Investigators at San Diego State University and the University of California at San Diego wrote:

"Recent research has indicated that adolescent substance users show abnormalities on measures of brain functioning, which is linked to changes in neurocognition over time.

"Abnormalities have been seen in brain structure volume, white matter quality, and activation to cognitive tasks, even in youth with as little as one to two years of heavy drinking and consumption levels of 20 drinks per month, especially if [more than] four or five drinks are consumed on a single occasion.
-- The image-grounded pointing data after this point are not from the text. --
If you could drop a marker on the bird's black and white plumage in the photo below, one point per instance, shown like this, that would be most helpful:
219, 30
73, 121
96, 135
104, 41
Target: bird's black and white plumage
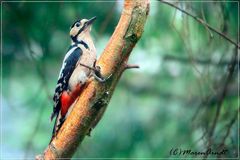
81, 51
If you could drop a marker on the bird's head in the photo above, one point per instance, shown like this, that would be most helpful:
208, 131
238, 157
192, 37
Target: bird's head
80, 28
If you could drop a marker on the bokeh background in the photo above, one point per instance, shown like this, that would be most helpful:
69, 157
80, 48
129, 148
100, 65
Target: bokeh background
184, 81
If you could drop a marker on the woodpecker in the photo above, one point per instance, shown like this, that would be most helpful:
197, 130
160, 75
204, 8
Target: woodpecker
78, 65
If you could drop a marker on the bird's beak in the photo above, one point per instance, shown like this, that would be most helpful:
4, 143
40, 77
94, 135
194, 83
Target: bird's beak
90, 21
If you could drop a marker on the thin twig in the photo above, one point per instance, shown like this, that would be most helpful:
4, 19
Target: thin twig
202, 22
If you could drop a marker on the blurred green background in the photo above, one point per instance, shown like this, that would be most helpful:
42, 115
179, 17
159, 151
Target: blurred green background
170, 102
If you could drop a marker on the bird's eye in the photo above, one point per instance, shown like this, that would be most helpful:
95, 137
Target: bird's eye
77, 24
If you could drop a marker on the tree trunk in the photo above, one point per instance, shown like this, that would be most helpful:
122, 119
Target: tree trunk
95, 97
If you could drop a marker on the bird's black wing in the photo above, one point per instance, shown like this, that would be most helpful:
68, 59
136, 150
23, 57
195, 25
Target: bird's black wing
70, 60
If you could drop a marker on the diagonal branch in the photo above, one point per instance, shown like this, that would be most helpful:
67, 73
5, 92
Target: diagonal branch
94, 99
199, 20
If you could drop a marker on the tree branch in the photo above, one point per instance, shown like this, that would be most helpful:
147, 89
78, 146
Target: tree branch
96, 96
199, 20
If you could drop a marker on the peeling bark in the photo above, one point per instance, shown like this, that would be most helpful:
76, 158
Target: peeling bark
94, 99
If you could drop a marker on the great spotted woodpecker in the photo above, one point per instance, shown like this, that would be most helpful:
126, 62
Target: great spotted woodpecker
78, 65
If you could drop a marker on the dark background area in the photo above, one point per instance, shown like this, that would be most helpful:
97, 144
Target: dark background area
172, 101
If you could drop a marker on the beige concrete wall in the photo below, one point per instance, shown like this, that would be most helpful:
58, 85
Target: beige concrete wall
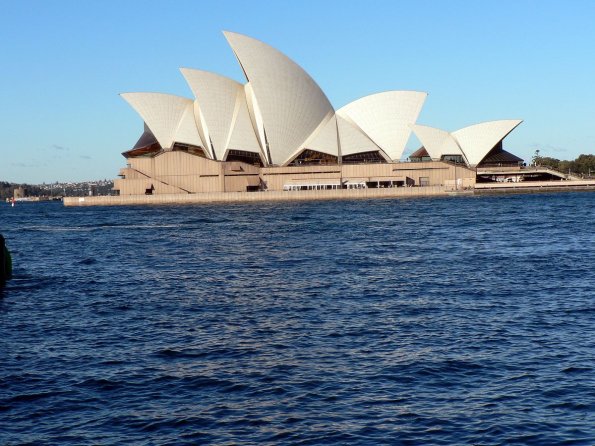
179, 172
401, 192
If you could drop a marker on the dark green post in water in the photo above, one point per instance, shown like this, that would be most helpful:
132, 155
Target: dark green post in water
5, 262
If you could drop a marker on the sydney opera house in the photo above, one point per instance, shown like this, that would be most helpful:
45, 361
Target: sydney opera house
278, 131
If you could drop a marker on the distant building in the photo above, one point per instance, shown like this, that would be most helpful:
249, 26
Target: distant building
279, 131
19, 192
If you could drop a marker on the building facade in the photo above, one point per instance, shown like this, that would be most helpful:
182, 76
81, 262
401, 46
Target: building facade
278, 131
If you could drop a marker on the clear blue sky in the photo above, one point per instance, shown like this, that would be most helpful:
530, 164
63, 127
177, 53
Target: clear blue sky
63, 64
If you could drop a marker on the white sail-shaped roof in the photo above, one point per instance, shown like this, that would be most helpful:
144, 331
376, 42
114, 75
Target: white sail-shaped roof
437, 142
386, 118
477, 140
217, 97
353, 140
291, 103
325, 138
242, 136
187, 131
161, 112
256, 118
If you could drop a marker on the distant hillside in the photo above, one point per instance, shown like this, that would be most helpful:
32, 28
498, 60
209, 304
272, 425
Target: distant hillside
583, 165
101, 187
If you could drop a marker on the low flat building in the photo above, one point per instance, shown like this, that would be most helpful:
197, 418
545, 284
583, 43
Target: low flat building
279, 132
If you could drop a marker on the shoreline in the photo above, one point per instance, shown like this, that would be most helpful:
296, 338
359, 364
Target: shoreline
337, 194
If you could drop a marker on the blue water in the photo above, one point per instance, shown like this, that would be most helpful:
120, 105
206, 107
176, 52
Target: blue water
429, 321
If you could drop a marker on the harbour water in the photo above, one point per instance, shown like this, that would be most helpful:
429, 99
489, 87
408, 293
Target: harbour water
463, 320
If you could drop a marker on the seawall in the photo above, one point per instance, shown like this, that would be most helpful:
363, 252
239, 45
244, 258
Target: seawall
226, 197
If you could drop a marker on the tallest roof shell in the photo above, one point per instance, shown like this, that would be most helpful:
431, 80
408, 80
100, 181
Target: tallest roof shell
291, 103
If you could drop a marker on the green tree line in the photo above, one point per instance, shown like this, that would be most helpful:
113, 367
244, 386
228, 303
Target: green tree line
583, 165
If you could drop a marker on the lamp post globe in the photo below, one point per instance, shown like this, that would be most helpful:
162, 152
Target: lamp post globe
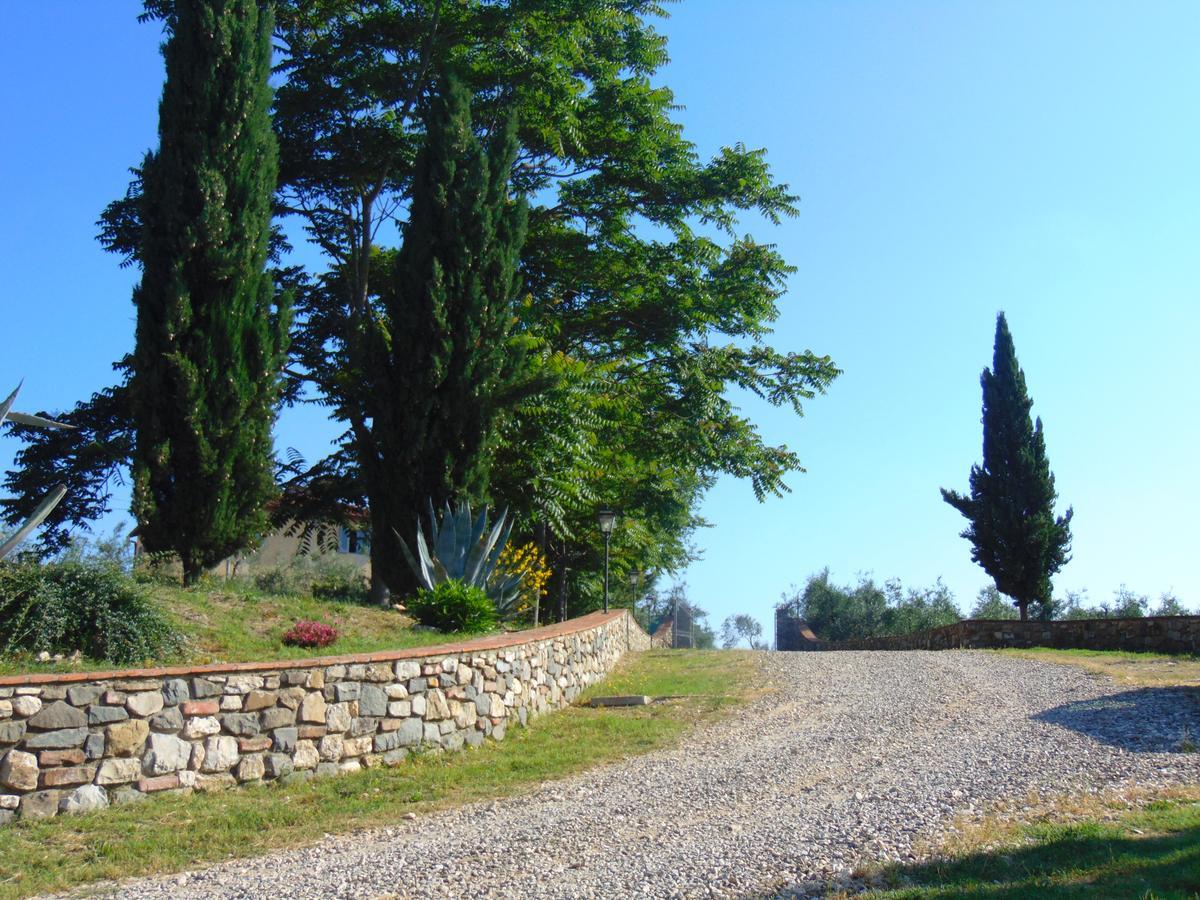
606, 519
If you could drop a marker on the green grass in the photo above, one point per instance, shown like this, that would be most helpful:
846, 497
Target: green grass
168, 834
237, 624
1147, 670
1147, 852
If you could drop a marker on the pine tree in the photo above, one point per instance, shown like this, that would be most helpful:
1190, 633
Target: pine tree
210, 329
447, 361
1013, 531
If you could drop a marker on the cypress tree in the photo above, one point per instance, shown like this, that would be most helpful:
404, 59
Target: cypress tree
1013, 531
447, 358
211, 331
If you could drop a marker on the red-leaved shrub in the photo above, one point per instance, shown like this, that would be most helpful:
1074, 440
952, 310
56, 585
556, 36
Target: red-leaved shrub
310, 634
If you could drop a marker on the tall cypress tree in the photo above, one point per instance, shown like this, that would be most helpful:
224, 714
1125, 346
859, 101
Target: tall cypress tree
1013, 531
211, 331
447, 360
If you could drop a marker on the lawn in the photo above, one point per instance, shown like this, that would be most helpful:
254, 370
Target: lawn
174, 833
1097, 849
235, 623
1145, 670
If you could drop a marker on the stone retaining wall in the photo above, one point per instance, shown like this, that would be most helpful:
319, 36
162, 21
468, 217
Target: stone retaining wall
1156, 634
84, 741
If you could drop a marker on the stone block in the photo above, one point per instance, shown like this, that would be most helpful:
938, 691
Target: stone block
42, 804
277, 766
330, 748
18, 771
337, 717
160, 783
286, 739
407, 669
94, 745
167, 754
27, 706
259, 700
57, 739
201, 707
60, 757
204, 688
343, 691
251, 768
201, 726
312, 708
106, 715
277, 718
372, 701
169, 719
241, 724
69, 775
58, 715
175, 691
292, 697
306, 756
84, 799
220, 754
84, 694
118, 772
144, 703
126, 738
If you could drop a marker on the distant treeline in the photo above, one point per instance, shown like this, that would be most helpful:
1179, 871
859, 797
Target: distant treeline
844, 612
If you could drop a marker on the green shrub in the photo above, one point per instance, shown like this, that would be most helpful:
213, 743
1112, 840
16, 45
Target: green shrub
69, 606
454, 606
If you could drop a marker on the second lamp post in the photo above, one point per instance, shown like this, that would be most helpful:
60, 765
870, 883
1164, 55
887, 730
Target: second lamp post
606, 519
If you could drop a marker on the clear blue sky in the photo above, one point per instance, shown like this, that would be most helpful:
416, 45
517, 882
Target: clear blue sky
953, 160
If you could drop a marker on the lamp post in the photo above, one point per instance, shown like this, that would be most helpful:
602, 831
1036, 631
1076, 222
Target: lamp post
606, 519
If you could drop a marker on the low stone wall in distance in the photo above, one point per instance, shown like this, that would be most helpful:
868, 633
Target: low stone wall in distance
1152, 634
84, 741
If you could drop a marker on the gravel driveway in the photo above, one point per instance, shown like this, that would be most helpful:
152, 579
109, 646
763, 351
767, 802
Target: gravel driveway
851, 756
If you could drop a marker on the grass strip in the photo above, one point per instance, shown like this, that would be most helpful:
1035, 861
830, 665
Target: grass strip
1147, 670
167, 834
1146, 849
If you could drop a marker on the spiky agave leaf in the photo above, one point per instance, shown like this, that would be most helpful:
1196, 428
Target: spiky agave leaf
43, 509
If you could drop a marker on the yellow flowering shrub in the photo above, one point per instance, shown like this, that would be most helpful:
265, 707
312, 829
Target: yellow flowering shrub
529, 563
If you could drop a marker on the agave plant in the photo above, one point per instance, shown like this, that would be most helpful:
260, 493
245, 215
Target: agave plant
57, 493
462, 547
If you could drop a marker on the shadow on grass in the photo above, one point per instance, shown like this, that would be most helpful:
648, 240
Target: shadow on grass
1089, 859
1146, 720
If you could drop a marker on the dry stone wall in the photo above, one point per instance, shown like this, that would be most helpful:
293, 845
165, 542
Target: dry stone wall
71, 743
1152, 634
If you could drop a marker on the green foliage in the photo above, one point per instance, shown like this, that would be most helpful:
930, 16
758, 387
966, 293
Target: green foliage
462, 549
1013, 531
210, 330
95, 610
845, 613
991, 605
444, 361
454, 606
741, 628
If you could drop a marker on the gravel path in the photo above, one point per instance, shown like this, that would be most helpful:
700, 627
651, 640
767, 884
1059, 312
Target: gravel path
853, 756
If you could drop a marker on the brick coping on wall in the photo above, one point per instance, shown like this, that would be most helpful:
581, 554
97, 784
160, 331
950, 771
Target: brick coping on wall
492, 642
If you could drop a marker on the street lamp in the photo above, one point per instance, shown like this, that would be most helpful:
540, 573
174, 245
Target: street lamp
606, 519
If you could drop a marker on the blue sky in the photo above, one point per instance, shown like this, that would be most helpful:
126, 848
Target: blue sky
953, 160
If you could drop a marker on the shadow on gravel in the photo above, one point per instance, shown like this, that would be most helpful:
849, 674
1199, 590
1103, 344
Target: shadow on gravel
1146, 720
1081, 861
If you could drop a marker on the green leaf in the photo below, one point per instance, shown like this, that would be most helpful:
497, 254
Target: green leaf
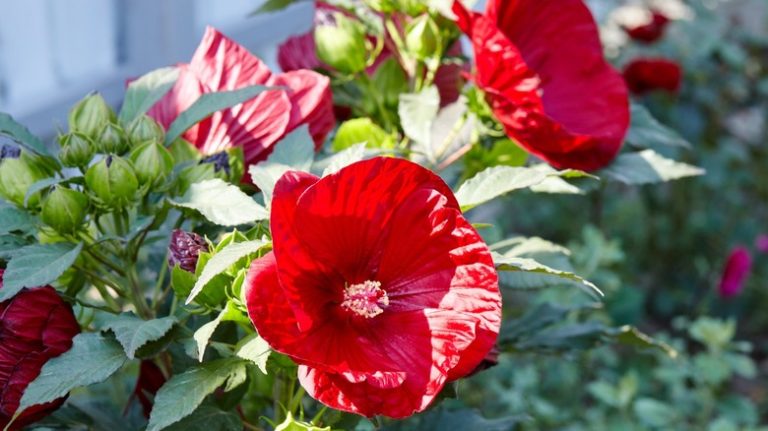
646, 132
13, 219
646, 167
183, 393
498, 180
144, 92
207, 105
295, 152
255, 349
37, 265
222, 260
510, 263
133, 332
208, 417
417, 112
92, 359
16, 131
222, 203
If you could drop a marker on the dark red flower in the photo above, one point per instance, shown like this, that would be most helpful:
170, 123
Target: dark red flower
541, 65
735, 273
35, 326
377, 286
644, 75
651, 31
219, 64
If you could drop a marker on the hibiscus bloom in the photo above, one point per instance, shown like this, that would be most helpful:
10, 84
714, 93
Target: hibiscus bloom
35, 326
219, 64
736, 272
644, 75
377, 287
541, 65
651, 31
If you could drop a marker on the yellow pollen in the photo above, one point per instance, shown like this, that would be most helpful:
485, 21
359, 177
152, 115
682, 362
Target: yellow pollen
365, 299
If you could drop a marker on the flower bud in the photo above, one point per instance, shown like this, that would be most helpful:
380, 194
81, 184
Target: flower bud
342, 46
90, 115
64, 209
113, 182
112, 140
18, 171
152, 163
422, 38
185, 249
145, 129
76, 150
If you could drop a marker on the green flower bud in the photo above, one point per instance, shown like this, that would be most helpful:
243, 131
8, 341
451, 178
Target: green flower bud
422, 38
76, 150
113, 182
152, 162
18, 171
145, 129
90, 115
112, 140
64, 209
342, 46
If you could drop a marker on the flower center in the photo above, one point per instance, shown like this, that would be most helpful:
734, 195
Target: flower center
365, 299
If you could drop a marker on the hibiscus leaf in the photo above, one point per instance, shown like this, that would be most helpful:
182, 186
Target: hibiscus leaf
646, 167
37, 265
222, 260
511, 263
294, 152
183, 393
417, 112
207, 105
255, 349
222, 203
645, 131
144, 92
19, 133
92, 359
133, 332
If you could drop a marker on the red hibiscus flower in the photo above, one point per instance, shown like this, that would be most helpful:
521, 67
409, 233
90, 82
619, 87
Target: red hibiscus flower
651, 31
35, 326
644, 75
219, 64
377, 287
541, 65
736, 272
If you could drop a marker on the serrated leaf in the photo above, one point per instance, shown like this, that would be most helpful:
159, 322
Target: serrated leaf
417, 111
510, 263
645, 131
255, 349
207, 105
183, 393
19, 133
37, 265
646, 167
145, 92
295, 152
223, 260
222, 203
92, 359
133, 332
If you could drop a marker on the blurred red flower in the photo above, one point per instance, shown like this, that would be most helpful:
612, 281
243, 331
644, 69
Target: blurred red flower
219, 64
644, 75
541, 65
736, 272
651, 31
377, 287
35, 326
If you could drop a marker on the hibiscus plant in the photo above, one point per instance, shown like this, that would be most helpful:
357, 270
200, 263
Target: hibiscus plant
238, 248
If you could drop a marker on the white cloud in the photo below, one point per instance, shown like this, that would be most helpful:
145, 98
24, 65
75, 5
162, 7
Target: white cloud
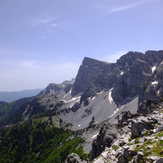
28, 74
128, 6
44, 21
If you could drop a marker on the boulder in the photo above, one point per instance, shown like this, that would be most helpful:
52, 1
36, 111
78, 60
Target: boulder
104, 139
73, 158
160, 160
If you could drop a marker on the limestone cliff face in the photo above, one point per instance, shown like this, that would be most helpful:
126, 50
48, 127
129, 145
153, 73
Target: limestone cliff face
129, 77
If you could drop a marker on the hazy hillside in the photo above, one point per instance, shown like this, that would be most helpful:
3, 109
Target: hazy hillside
12, 96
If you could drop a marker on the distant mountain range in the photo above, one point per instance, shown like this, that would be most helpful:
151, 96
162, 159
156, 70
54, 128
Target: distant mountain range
13, 96
116, 108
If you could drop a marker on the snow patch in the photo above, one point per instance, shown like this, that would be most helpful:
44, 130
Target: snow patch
115, 112
153, 69
76, 99
110, 96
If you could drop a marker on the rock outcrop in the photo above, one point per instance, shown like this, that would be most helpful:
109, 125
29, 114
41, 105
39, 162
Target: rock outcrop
74, 158
104, 139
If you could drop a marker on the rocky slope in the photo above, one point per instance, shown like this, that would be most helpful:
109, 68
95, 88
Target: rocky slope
107, 104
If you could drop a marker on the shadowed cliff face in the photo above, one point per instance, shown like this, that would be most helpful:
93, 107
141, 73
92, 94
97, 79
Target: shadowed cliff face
101, 90
129, 77
93, 73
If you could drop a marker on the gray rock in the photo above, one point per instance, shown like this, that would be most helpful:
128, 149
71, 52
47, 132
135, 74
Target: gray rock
160, 160
104, 139
137, 128
73, 158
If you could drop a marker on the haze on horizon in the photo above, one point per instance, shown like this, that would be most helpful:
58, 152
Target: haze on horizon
45, 41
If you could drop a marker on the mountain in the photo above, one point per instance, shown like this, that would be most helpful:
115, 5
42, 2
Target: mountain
108, 105
13, 96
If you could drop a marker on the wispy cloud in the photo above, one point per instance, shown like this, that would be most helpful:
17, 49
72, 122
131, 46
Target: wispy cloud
27, 74
112, 57
128, 6
48, 21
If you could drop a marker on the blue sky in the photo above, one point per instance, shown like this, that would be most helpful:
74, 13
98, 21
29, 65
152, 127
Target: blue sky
44, 41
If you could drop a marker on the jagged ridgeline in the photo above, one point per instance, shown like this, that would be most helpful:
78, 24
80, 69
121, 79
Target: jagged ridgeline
102, 93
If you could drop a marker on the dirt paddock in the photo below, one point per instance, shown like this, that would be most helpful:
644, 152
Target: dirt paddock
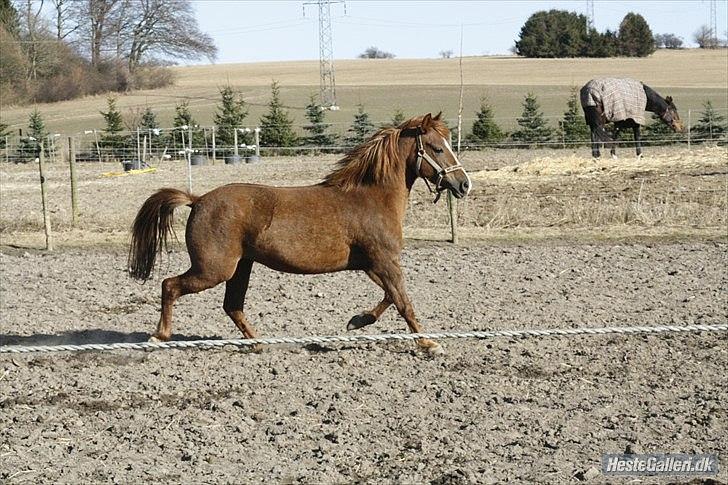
488, 411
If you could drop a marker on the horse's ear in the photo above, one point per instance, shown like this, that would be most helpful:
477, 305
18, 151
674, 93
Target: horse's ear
426, 122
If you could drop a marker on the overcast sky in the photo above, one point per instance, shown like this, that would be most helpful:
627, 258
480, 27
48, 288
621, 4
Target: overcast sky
276, 30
"Heavy marijuana users show some subtle anomalies too, but generally not the same degree of divergence from demographically similar non-using adolescents."

By contrast, studies have demonstrated that marijuana use by adults, even chronic use, is seldom associated with any long-term residual impact in cognitive skills.

Commenting on the UCSD/UCSD study, NORML Deputy Director Paul Armentano said: "This review affirms once again that cannabis, though not harmless, poses far less risk to the consumer than does alcohol. Given this premise, it is counterintuitive that our state and federal laws embrace the use of booze while stigmatizing and criminally prohibiting the use of marijuana by adults."